Ignoring entreaties by hundreds of passengers and even the head of its own Riders’ Advisory Council, the Metro Board plowed ahead last week with the highest fare hike in the transit agency’s history. The increase comes on the heels of Metro management’s failure to mount a credible effort to curb wasteful spending and eliminate management inefficiencies. So, once again, Metro riders are being forced to pay for Metro management’s familiar mistakes. Commuters will pay up to $10.75 more per week to park at Metro lots and ride the trains when the increases go into effect Jan. 6.
General Manager John Catoe told Metro Board members his only other option to close a projected $1.3 billion budget shortfall was to cut service. This was a classic Washington Monument ruse — federal bureaucrats faced with spending cuts always shut down the most popular attractions first instead of cutting waste and inefficiency in their own bloated budgets.

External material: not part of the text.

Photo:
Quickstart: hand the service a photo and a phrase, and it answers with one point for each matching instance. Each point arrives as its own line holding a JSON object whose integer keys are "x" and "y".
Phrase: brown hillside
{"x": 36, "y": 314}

Similarly, Catoe said nothing about issues like the excessive overtime Metro continues to pay senior employees, as The Examiner’s expose earlier this year revealed. More than half of the top 200 hourly employees who racked up the most overtime in 2006 took home six-figure paychecks that equaled or exceeded the already generous salaries of Metro’s top managers. There’s something wrong when a bus driver makes more than an assistant general manager, or a Metro police officer is paid more than the director of emergency management.
In 2006, the number of Metro employees earning $100,000 or more increased as overtime payments rose 17 percent. The increase came despite two fatal accidents that involved Metro employees who had worked excessive overtime hours. Because overtime benefits are included in calculating pension benefits, Metro employees can get much fatter pensions than they would receive based solely on their salaries. Catoe should have addressed this outrageous situation before even whispering the words “fare hike.”
Metro Board chairman Dana Kauffman ended his 12-year tenure courageously casting the lone “No” vote on the latest fare and parking hikes. Kauffman also voted against extending Metrorail to Dulles International Airport. The Federal Transit Administration should take the new fare/parking fees into account in its Dulles Rail ridership projections.
Michael Snyder resigned as Riders’ Advisory Council chairman in disgust after telling the Metro Board that higher rail fares will force low-income people off the trains. True, but it’s also likely the far more numerous suburban rush-hour commuters will also bail from rail in greater numbers, especially because taking Metro is almost always slower than driving, even in traffic-congested Washington.
The fare and parking hikes give commuters another reason to abandon an aging transit system that becomes less safe and reliable — but more uncomfortable and expensive — with every passing year.